Charles Petzold's Progamming Windows, 5th Edition (1998). ... Is this book, and the Win32 API in general, still relevant and useful?
The reason for my interest in Win32 API is that I'd like to be able to program with the minimal amount of abstraction layers (such MFC, .NET or the standard C/C++ IO libraries). That way, I get to know what my program really is doing under the hood.
It might work for the purposes you described, with some caveats.
Beware that in a few ways it will be like an archaeological dig.
Know before starting out that you are dealing with outdated practices and non-standard code from the VC5 era. That is way before the C++ language was standardized. The compilers have advanced and that edition relies heavily on pre-standard C++.
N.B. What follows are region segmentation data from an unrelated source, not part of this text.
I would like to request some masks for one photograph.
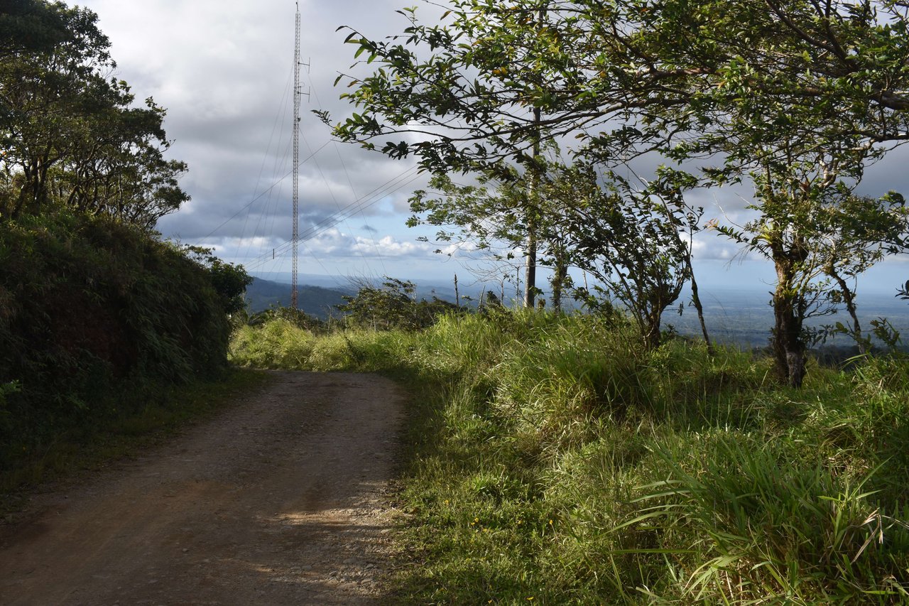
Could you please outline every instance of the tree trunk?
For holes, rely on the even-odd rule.
[[[553,273],[553,309],[555,313],[562,313],[562,292],[564,288],[565,278],[568,277],[568,267],[565,265],[556,265]]]
[[[796,299],[797,296],[785,292],[784,287],[776,287],[772,344],[780,381],[800,388],[804,380],[807,355],[802,338],[802,314],[798,312]]]
[[[536,220],[528,209],[527,254],[524,258],[524,307],[533,309],[536,298]]]
[[[697,294],[697,280],[694,279],[694,268],[691,265],[691,255],[689,254],[685,262],[688,265],[688,276],[691,278],[691,301],[697,310],[697,319],[701,322],[701,332],[704,334],[704,342],[707,344],[707,354],[714,355],[714,344],[710,342],[710,335],[707,334],[707,323],[704,321],[704,306],[701,305],[701,297]]]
You will have two sets of problems.
First, the language. You are going to encounter a lot of things that are relics. Much of the code will not even compile on a modern compiler. The language has gone through FOUR editions of standards, FIVE if you include how many of the changes in the C language got incorporated as extensions. Many of the practices in that age of book have been superseded. It is a very bad reference if your intent is to learn the language.
Second, the API. The Windows API has grown quite a lot since then, and you will certainly find a few things that are slightly broken as the API has grown to support larger environments. Most of the Windows API will work in approximately the same way the book documents, but it is still fifteen years out of date.
I am also involved in some research projects where speed and efficiency are critical, and I suspect I may have to write a very high-performance Windows program in the future. For this purpose, I suppose C and Win32 are still the way to go?
Probably not. It depends on your research project and the type of computing you will be doing.
The largest improvement to computing over the 15 years has been the migration to parallel processing. Back then most computers were single core, and parallel instructions (SIMD) were fairly new. A book from 1998 is going to make reference to the then-new MMX-enabled Pentium 2 processors that few people had yet purchased. Today you can spread your processing across four, eight, twelve, or possibly more processors; each processor is capable of working on 16 or even more variables at once through SIMD operations.
Taking it further, if you are working entirely in floating point math there are many benefits from moving processing from the CPU to the GPU. You can jump from around 100 GFLOPS on the CPU to around 5 TFLOPS by doing the work on the GPU. If your high performance systems can be moved to the graphics card you can see a 50x improvement.